Saturday, June 16, 2012

Birthday Cake

Birthday Chocolate Cake
Bill's Birthday:  This is the first cakes Rachel has ever made from scratch.

June 16.  Bill's 52 Birthday!

It seems like whenever we want to cook it always entails a search of the cabinets and the pantry, then a trip to one or more stores.  The planning for Bill's birthday cake was no exception.  The prep took three days.  
  • Day 1:  Rachel searched internet, chose recipes, made a shopping list.
  • Day 2:  Two hours shopping at two stores, plus drive time.
  • Day 3:  A full day of cooking for Rachel.  Third trip to store for candles.
  • Day 4:  Today.  Finally time to taste!
Rachel wanted to make a New York cheese cake and a dark-chocolate cake with ganache frosting from scratch for Bill's 52nd birthday.  She found recipes on Martha Stuart's website she wanted to try.  Since everything including the hand mixer, spring-form pans, and every ingredient had to be purchased at Hawaii prices, we figured this would be Bill’s most expensive birthday cakes ever.  I tried to talk Rachel into going out for dinner and buying a cake, because it would have been cheaper, but she wouldn't bite.  We bought most the ingredients at Wal-Mart and the hand mixer and spring-form cake pans at Target. 

Rachel made this classic cheese cake recipe, and we laughed that it looked like birthday mashed potatoes. 
Being frugal, instead of getting two additional pans for the chocolate cake, we just purchased a second spring-form pan. She made the cheese cake first. The cheese cake takes a day in the fridge to set up, and she needed the pan to bake the cake. So what looks like mashed potatoes is a huge plate of delicious cheese cake.

Potatoes are expensive here, both at the store and the farmers' market, so we haven't purchased any yet. I told Rachel, we should learn to love papayas which were 9 for $2 at the farmers market! Eat what is local and in season, but we don't really like papayas. My favorite produce comes from the small family farms.  They have an unmanned table by their gate with fresh produce and the price. You take what you want and leave the cash. Prices are better, and all the money goes to the farmer. 

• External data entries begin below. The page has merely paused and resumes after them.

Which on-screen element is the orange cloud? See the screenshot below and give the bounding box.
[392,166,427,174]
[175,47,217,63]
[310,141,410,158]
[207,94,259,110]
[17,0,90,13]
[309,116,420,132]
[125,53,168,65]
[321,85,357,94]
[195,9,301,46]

While it looks like the booths in the farmers markets purchase from local farmers and from big produce suppliers. One time we bought mushrooms at the farmers market, they came from a packer/distributor in Canada who was selling mushrooms grown in the state of Washington.  They were good mushrooms, but probably the same ones we could have purchased at the grocery store here or in Texas.  The farmers market  seem to try to have everything to keep buyers from having to go to the store.  

We had a slice of chocolate birthday cake for breakfast, and headed out for the day.  We went to Pebble Beach, Black Sands Beach, and the most southern point in the United States.